27 May 2012

Book Review: The Buddha in the Attic

Julie Otsuka


Have been so busy writing a column and book reviews, have hardly had time to post, but want to keep you up to date on great reading...


National Book Award nominee Julie Otsuka has published a second novel that, like her first, “When the Emperor was Divine” is a slim volume that packs a huge punch. “The Buddha in the Attic” is further example of how powerful a story can be told with few words, and in this case, more like a prose poem.
Told in a first person plural voice, no mean feat of storytelling, the narration represents the many women imported from Japan to San Francisco as what were called “picture brides” at the turn of the 20th century.

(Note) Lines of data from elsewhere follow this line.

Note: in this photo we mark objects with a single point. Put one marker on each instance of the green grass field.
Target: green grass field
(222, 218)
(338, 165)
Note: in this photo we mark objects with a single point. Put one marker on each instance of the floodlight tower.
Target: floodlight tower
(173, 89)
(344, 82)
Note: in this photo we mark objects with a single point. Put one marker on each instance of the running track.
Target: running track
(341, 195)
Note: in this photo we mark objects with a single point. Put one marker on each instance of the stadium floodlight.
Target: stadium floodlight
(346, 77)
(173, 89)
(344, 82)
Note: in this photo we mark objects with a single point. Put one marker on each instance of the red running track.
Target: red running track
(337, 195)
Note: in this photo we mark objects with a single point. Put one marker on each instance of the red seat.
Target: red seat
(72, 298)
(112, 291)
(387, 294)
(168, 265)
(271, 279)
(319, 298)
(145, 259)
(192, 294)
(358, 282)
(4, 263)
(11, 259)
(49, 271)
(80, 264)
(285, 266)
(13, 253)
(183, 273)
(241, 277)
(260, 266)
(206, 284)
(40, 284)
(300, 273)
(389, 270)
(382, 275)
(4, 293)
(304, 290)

Although told as if one, we come to understand each individual experience, some horrific, all fascinating. The women of this novel arrived to provide companionship to countryman who had come to build bridges and railroads or mine the land. They were completely misled about what to expect, from the aged photos of men no longer young to lifestyles in America. The learned quickly to expect the unexpected.
“We gave birth under oak trees, in summer, in 113-degree heat. We gave birth beside woodstoves in one-room shacks on the coldest nights of the year. We gave birth on windy islands in the Delta, six months after we arrived, and the babies were tiny, and translucent, and after three days they died.”
This little novel tells a tale repeatedly told over centuries of immigration to America, a tale perhaps still being told. From the farthest locales, they come to improve their lot in life, to make a better life for their children, to build memories of which they can be proud. However,
from their first long painful journey on a trans-Pacific boat with few amenities, these women bond and share their hopes and expectations, most of which are instantly dashed.
Their tales of hardship and woe are told as if the pieces of quilt sewn together into one larger image. The husbands they were promised are not at all as presented and their lives in America nothing like they imagined and even harder work then they experienced in Japan.
“They admired us for our strong backs and nimble hands. Our stamina. Our discipline. Our docile dispositions. Our unusual ability to tolerate the heat… They said our short stature made us ideally suited for work that required stooping low to the ground. Wherever they put us they were pleased… We were the best breed of worker they had ever hired in their lives.”
In the end, their families would be interned during WWII as potentially dangerous to their American neighbors, and as a final blow, their children reject their Asian heritage in favor of American pop culture.
The truth of their lives is disturbing and moving, the poetry of the language and the strength of the protagonists’ spirits absolutely beautiful to read. Definitely worth your time and also an excellent book group selection.